I probably wouldn’t have noticed him at all were it not for his extraordinary request. I found myself at the cable store, dropping of a defunct box, predictably irritated by the endless screens the customer service representative had to click through in order for me to offload the junker.
The man entered the store and offered me a grin. I smiled back but said nothing. He approached the tech who wasn’t helping a customer. Then he asked a question I never thought I would hear in my lifetime.
“Do you have a phone book?”
He might as well have asked for a gramophone. Or a CD with 1,000 free hours of AOL. A phone book? A phone book! A tangible, physical stack of paper filled with tens of thousands of phone numbers. Why would this pleasant man, who obviously had a job which meant he probably used the internet all day every day, need such a thing?
I still get the Yellow Pages on my doorstep every once in a while, and I despair what to do with it. The fact that phone books exist wasn’t what had me floored. It was the fact that this man obviously went out of his way, even if it was just a block, for the specific purpose of procuring a phone book.

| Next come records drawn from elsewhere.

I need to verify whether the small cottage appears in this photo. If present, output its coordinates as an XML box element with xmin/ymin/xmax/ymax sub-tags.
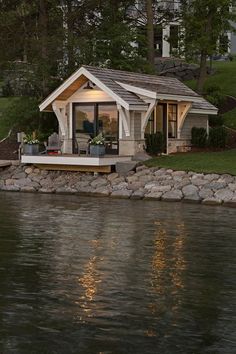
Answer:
<box><xmin>22</xmin><ymin>66</ymin><xmax>217</xmax><ymax>172</ymax></box>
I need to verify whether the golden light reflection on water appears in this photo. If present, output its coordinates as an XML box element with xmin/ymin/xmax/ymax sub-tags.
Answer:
<box><xmin>78</xmin><ymin>256</ymin><xmax>102</xmax><ymax>301</ymax></box>
<box><xmin>149</xmin><ymin>220</ymin><xmax>187</xmax><ymax>320</ymax></box>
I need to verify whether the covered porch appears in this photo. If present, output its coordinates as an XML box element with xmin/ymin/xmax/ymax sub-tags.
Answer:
<box><xmin>21</xmin><ymin>154</ymin><xmax>131</xmax><ymax>173</ymax></box>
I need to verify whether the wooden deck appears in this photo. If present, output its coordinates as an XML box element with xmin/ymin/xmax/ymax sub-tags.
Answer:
<box><xmin>0</xmin><ymin>160</ymin><xmax>12</xmax><ymax>168</ymax></box>
<box><xmin>21</xmin><ymin>154</ymin><xmax>131</xmax><ymax>173</ymax></box>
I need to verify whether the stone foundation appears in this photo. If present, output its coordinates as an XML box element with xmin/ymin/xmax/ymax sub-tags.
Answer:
<box><xmin>0</xmin><ymin>164</ymin><xmax>236</xmax><ymax>207</ymax></box>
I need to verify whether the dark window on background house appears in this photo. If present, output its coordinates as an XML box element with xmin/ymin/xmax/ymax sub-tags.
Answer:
<box><xmin>168</xmin><ymin>104</ymin><xmax>177</xmax><ymax>138</ymax></box>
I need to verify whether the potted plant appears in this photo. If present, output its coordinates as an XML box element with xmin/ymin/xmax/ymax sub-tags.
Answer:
<box><xmin>23</xmin><ymin>133</ymin><xmax>39</xmax><ymax>155</ymax></box>
<box><xmin>89</xmin><ymin>133</ymin><xmax>105</xmax><ymax>156</ymax></box>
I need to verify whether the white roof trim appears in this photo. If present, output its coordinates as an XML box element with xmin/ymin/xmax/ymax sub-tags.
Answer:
<box><xmin>189</xmin><ymin>108</ymin><xmax>218</xmax><ymax>115</ymax></box>
<box><xmin>39</xmin><ymin>67</ymin><xmax>129</xmax><ymax>112</ymax></box>
<box><xmin>116</xmin><ymin>81</ymin><xmax>202</xmax><ymax>102</ymax></box>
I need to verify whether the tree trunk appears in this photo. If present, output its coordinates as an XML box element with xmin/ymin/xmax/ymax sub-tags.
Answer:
<box><xmin>66</xmin><ymin>0</ymin><xmax>75</xmax><ymax>74</ymax></box>
<box><xmin>146</xmin><ymin>0</ymin><xmax>155</xmax><ymax>70</ymax></box>
<box><xmin>39</xmin><ymin>0</ymin><xmax>49</xmax><ymax>96</ymax></box>
<box><xmin>197</xmin><ymin>10</ymin><xmax>216</xmax><ymax>94</ymax></box>
<box><xmin>197</xmin><ymin>51</ymin><xmax>207</xmax><ymax>94</ymax></box>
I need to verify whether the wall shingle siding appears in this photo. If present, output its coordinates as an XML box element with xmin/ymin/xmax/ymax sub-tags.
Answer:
<box><xmin>180</xmin><ymin>113</ymin><xmax>208</xmax><ymax>139</ymax></box>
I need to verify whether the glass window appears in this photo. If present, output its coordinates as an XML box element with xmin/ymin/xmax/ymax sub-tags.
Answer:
<box><xmin>97</xmin><ymin>104</ymin><xmax>119</xmax><ymax>154</ymax></box>
<box><xmin>168</xmin><ymin>104</ymin><xmax>177</xmax><ymax>138</ymax></box>
<box><xmin>156</xmin><ymin>104</ymin><xmax>166</xmax><ymax>134</ymax></box>
<box><xmin>74</xmin><ymin>103</ymin><xmax>119</xmax><ymax>154</ymax></box>
<box><xmin>145</xmin><ymin>111</ymin><xmax>154</xmax><ymax>134</ymax></box>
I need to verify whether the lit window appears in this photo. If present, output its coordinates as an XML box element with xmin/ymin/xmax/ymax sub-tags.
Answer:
<box><xmin>168</xmin><ymin>104</ymin><xmax>177</xmax><ymax>138</ymax></box>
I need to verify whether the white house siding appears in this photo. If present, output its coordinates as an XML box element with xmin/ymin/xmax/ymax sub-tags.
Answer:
<box><xmin>67</xmin><ymin>86</ymin><xmax>114</xmax><ymax>103</ymax></box>
<box><xmin>180</xmin><ymin>113</ymin><xmax>208</xmax><ymax>140</ymax></box>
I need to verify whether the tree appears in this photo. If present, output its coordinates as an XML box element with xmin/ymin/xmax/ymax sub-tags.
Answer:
<box><xmin>180</xmin><ymin>0</ymin><xmax>236</xmax><ymax>93</ymax></box>
<box><xmin>146</xmin><ymin>0</ymin><xmax>155</xmax><ymax>69</ymax></box>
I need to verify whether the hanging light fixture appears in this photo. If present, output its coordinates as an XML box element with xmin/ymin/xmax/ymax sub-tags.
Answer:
<box><xmin>84</xmin><ymin>81</ymin><xmax>93</xmax><ymax>90</ymax></box>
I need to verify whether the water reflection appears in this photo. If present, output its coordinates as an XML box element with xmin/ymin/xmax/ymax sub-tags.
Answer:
<box><xmin>0</xmin><ymin>193</ymin><xmax>236</xmax><ymax>354</ymax></box>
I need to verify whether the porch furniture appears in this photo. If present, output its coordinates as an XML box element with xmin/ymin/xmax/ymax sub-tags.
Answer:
<box><xmin>76</xmin><ymin>133</ymin><xmax>91</xmax><ymax>156</ymax></box>
<box><xmin>46</xmin><ymin>133</ymin><xmax>61</xmax><ymax>155</ymax></box>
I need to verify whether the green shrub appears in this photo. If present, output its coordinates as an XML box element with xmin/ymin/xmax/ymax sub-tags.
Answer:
<box><xmin>145</xmin><ymin>132</ymin><xmax>166</xmax><ymax>155</ymax></box>
<box><xmin>209</xmin><ymin>127</ymin><xmax>228</xmax><ymax>148</ymax></box>
<box><xmin>209</xmin><ymin>115</ymin><xmax>224</xmax><ymax>127</ymax></box>
<box><xmin>191</xmin><ymin>127</ymin><xmax>207</xmax><ymax>148</ymax></box>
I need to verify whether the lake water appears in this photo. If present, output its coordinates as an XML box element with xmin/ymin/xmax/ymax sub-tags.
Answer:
<box><xmin>0</xmin><ymin>193</ymin><xmax>236</xmax><ymax>354</ymax></box>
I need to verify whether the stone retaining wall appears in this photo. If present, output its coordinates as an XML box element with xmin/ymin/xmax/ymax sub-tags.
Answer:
<box><xmin>0</xmin><ymin>164</ymin><xmax>236</xmax><ymax>207</ymax></box>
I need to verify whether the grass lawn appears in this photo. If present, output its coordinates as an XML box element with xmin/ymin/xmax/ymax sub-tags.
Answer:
<box><xmin>185</xmin><ymin>61</ymin><xmax>236</xmax><ymax>97</ymax></box>
<box><xmin>223</xmin><ymin>108</ymin><xmax>236</xmax><ymax>130</ymax></box>
<box><xmin>145</xmin><ymin>149</ymin><xmax>236</xmax><ymax>176</ymax></box>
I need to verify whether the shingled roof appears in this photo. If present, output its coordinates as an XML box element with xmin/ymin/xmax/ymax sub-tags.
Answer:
<box><xmin>84</xmin><ymin>66</ymin><xmax>200</xmax><ymax>97</ymax></box>
<box><xmin>40</xmin><ymin>65</ymin><xmax>217</xmax><ymax>111</ymax></box>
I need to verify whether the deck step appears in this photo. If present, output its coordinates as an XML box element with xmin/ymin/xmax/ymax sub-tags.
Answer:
<box><xmin>0</xmin><ymin>160</ymin><xmax>12</xmax><ymax>168</ymax></box>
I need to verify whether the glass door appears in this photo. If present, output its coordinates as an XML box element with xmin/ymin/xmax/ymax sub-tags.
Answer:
<box><xmin>73</xmin><ymin>103</ymin><xmax>119</xmax><ymax>154</ymax></box>
<box><xmin>73</xmin><ymin>104</ymin><xmax>96</xmax><ymax>153</ymax></box>
<box><xmin>97</xmin><ymin>104</ymin><xmax>119</xmax><ymax>154</ymax></box>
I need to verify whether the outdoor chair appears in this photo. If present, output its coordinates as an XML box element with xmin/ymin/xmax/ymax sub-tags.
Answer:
<box><xmin>46</xmin><ymin>133</ymin><xmax>61</xmax><ymax>155</ymax></box>
<box><xmin>76</xmin><ymin>133</ymin><xmax>91</xmax><ymax>156</ymax></box>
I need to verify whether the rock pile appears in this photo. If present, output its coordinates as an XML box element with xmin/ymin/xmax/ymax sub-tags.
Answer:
<box><xmin>0</xmin><ymin>165</ymin><xmax>236</xmax><ymax>207</ymax></box>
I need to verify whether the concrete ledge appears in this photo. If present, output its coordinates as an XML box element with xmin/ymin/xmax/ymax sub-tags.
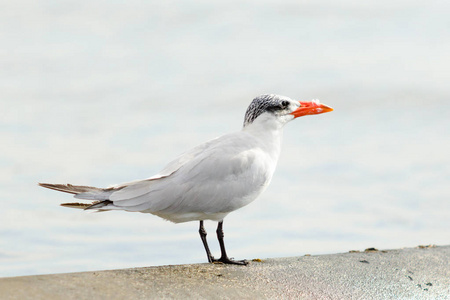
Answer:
<box><xmin>0</xmin><ymin>246</ymin><xmax>450</xmax><ymax>299</ymax></box>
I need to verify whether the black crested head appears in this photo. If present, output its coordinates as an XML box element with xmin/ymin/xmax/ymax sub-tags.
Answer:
<box><xmin>244</xmin><ymin>94</ymin><xmax>290</xmax><ymax>127</ymax></box>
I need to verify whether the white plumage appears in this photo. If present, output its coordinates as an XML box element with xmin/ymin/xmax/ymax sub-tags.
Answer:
<box><xmin>40</xmin><ymin>95</ymin><xmax>332</xmax><ymax>264</ymax></box>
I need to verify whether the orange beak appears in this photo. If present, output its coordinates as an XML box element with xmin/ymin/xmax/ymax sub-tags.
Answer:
<box><xmin>291</xmin><ymin>101</ymin><xmax>333</xmax><ymax>118</ymax></box>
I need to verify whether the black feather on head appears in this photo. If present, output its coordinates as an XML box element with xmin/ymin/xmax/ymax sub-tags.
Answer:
<box><xmin>244</xmin><ymin>94</ymin><xmax>289</xmax><ymax>127</ymax></box>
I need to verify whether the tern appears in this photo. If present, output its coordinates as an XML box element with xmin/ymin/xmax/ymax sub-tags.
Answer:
<box><xmin>39</xmin><ymin>94</ymin><xmax>333</xmax><ymax>265</ymax></box>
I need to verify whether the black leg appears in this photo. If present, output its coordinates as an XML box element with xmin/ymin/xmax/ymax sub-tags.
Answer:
<box><xmin>213</xmin><ymin>221</ymin><xmax>248</xmax><ymax>265</ymax></box>
<box><xmin>198</xmin><ymin>221</ymin><xmax>214</xmax><ymax>262</ymax></box>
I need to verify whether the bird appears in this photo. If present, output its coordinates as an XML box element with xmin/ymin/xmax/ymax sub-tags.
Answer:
<box><xmin>38</xmin><ymin>94</ymin><xmax>333</xmax><ymax>265</ymax></box>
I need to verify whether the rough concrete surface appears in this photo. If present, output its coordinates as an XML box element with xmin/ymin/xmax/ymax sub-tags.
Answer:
<box><xmin>0</xmin><ymin>246</ymin><xmax>450</xmax><ymax>299</ymax></box>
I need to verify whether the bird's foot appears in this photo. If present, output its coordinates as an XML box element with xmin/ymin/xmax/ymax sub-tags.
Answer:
<box><xmin>212</xmin><ymin>257</ymin><xmax>249</xmax><ymax>266</ymax></box>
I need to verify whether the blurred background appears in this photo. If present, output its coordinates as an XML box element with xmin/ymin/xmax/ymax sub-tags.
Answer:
<box><xmin>0</xmin><ymin>0</ymin><xmax>450</xmax><ymax>276</ymax></box>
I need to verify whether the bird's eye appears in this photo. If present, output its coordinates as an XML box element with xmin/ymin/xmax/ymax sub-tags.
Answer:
<box><xmin>281</xmin><ymin>100</ymin><xmax>289</xmax><ymax>109</ymax></box>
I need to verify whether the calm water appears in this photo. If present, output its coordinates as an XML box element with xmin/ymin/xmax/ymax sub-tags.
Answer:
<box><xmin>0</xmin><ymin>0</ymin><xmax>450</xmax><ymax>276</ymax></box>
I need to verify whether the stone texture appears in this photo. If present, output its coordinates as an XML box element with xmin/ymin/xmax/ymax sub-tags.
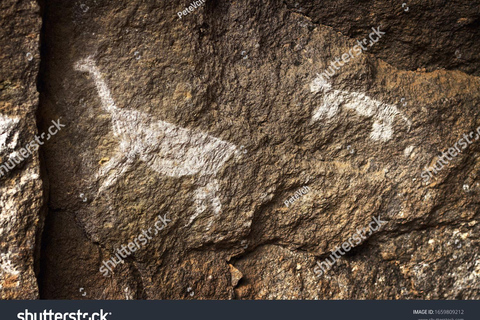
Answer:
<box><xmin>0</xmin><ymin>0</ymin><xmax>480</xmax><ymax>299</ymax></box>
<box><xmin>0</xmin><ymin>0</ymin><xmax>45</xmax><ymax>299</ymax></box>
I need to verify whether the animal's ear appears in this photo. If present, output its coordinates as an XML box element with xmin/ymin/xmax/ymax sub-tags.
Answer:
<box><xmin>73</xmin><ymin>56</ymin><xmax>96</xmax><ymax>72</ymax></box>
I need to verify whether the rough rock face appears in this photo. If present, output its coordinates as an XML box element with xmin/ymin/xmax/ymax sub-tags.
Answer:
<box><xmin>0</xmin><ymin>0</ymin><xmax>44</xmax><ymax>299</ymax></box>
<box><xmin>0</xmin><ymin>0</ymin><xmax>480</xmax><ymax>299</ymax></box>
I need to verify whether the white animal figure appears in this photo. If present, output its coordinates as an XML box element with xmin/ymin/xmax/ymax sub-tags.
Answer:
<box><xmin>74</xmin><ymin>57</ymin><xmax>237</xmax><ymax>226</ymax></box>
<box><xmin>310</xmin><ymin>75</ymin><xmax>411</xmax><ymax>142</ymax></box>
<box><xmin>0</xmin><ymin>114</ymin><xmax>20</xmax><ymax>150</ymax></box>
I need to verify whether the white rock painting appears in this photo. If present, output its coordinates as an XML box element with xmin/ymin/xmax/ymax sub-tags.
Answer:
<box><xmin>310</xmin><ymin>75</ymin><xmax>411</xmax><ymax>142</ymax></box>
<box><xmin>0</xmin><ymin>114</ymin><xmax>20</xmax><ymax>151</ymax></box>
<box><xmin>74</xmin><ymin>57</ymin><xmax>237</xmax><ymax>226</ymax></box>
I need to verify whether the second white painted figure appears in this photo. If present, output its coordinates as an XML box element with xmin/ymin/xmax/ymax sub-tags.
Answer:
<box><xmin>74</xmin><ymin>57</ymin><xmax>237</xmax><ymax>226</ymax></box>
<box><xmin>310</xmin><ymin>75</ymin><xmax>411</xmax><ymax>142</ymax></box>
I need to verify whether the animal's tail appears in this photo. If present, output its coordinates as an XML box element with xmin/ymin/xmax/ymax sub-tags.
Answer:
<box><xmin>73</xmin><ymin>56</ymin><xmax>118</xmax><ymax>113</ymax></box>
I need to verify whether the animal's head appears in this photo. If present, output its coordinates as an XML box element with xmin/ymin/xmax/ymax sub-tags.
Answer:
<box><xmin>73</xmin><ymin>56</ymin><xmax>96</xmax><ymax>72</ymax></box>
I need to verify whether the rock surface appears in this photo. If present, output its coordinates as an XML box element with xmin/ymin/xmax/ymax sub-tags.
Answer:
<box><xmin>0</xmin><ymin>0</ymin><xmax>480</xmax><ymax>299</ymax></box>
<box><xmin>0</xmin><ymin>0</ymin><xmax>45</xmax><ymax>299</ymax></box>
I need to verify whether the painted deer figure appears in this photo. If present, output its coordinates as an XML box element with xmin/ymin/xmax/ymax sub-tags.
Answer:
<box><xmin>74</xmin><ymin>57</ymin><xmax>238</xmax><ymax>226</ymax></box>
<box><xmin>310</xmin><ymin>75</ymin><xmax>411</xmax><ymax>142</ymax></box>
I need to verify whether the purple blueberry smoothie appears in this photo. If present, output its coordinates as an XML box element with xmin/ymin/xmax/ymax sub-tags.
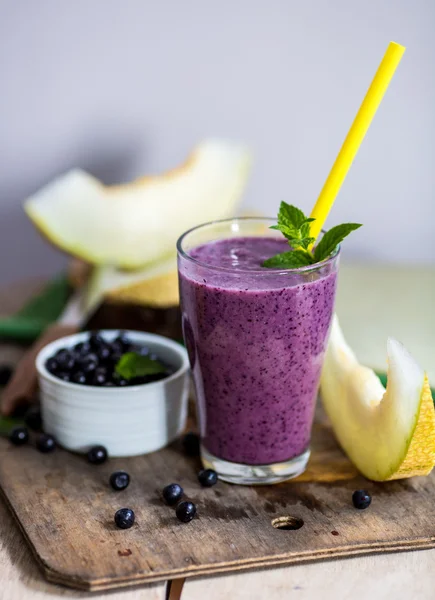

I would have been less surprised if a stegosaurus burst through the glass front of the building. Certainly that wouldn’t have been more anachronistic than a human person requesting an environmentally irresponsible, obsolete source of information better suited for lining hamster cages than as a viable reference guide.
They had phone books for the peculiar stranger. They had dozens. He secured it happily, gave me a fake tip of his cap, and left the store. Since it’s Christmastime, my thoughts naturally wandered to the question I’m sure you’re all asking: was he Santa Claus? Did he need the phone book because his printer was on the fritz and it was the best way to mark off who has been naughty and who has been nice?
To me, that’s seriously the only explanation that makes sense. Because the idea that he uses a phone book to look up . . . what? Phone numbers? Is that what’s in that thing? Anyway, the idea that he uses a phone book to look up phone numbers is as crazy as buying a TV guide to look up what’s on TV. Ridiculous.